People are encouraged to share their experiences with others in similar situations, and think about what future steps they could take to “live well”.
The Living Well course is part of a wider pathway of care at Penny Brohn Cancer Care. This approach includes ongoing support and other courses are available.
How is ‘Living Well’ delivered?
We have a choice of delivery models:
- Partnership with NHS cancer services
- Partnership with charitable and independent organisations
- Delivery as an independent course
Living Well can be delivered in both residential and non-residential formats and can be tailored to the needs of individual client groups.
Over the past years Penny Brohn have been refining the programme to ensure the content is current, required and flexible to the needs of those attending.
Penny Brohn have created the Living Well programme taking a holistic view of treating the whole person. Supporting people living with the impact of cancer through a combination of physical, emotional and spiritual support. They have conducted extensive (and continued) research and evaluations of attendees and supporters from attendance to date to see assess the impact and value of each aspect of the course. This research and evaluations allow them to continue to support the individuals after attending the courses by keeping the dialogue open and a way to come back for further support or attend courses.
I have been truly encouraged by their approach that the impact of cancer can affect people at different times and in different ways. I’m also encouraged that this is not only on the ‘heresay’ of a cancer patient but on substantiated research. We hear a great deal about ‘survivorship’ but often this isn’t backed up with real hard evidence and research. I’m concerned that when more budget cuts are made within NHS healthcare that cuts will be made in areas without substantiated research underpinning it. Well done Penny Brohn and the University of Westminster for this continued research and evaluation of need.
I was also excited to hear that as a charity they wanted to share their expertise and work collaboratively with other charities to host Living Well courses around the UK. Instead of setting up new Penny Brohn Cancer Care centres themselves, costing millions and then servicing people local to their new Centres, they acknowledged that by working with other organisations they can not only reach more people but can also educate and inform of the need for survivorship support of this kind.

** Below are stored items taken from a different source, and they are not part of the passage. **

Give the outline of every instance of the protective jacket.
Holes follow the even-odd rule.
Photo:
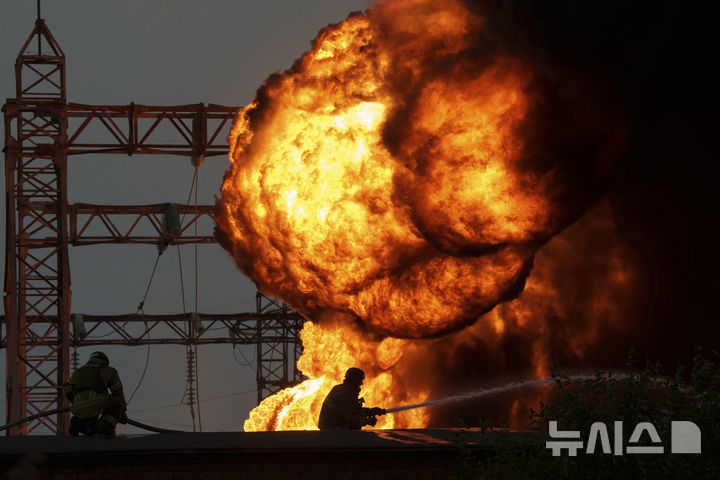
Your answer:
[[[360,388],[348,381],[335,385],[323,401],[318,419],[320,430],[360,430],[372,425],[374,409],[362,406]]]
[[[80,419],[103,415],[114,426],[125,411],[125,396],[117,370],[104,361],[91,358],[63,385],[70,411]]]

In attendance tonight were a large number of representatives from other charities who, I’m pleased to say, seemed agreeable to working WITH Penny Brohn in the national launch of Living Well.
Already organised are a number of regional non-residential courses:
26-28 Nov 2012 National Star College Cheltenham
3-5 Dec 2012 Willow Lodge Sheffield
21-23 Jan 2013 The Octagon Hull
21&28 Jan 2013 Norman Power Centre Birmingham
4 Feb -18 Mar 2013 Cancerwise Chichester
5-7 Feb 2013 Penny Brohn Cancer Care Bristol
18-20 Feb 2013 Great Oaks Hospice Forest of Dean
19-21 Feb 2013 The Octagon Hull
Perhaps you know someone who might benefit from attending one of these non-residential courses or indeed a course in Bristol at their HQ.
Perhaps you know an organisation/charity that could co-host a course.
Perhaps you could fundraise for them or propose a corporate donation to your employer. They run these courses free of charge with voluntary donations.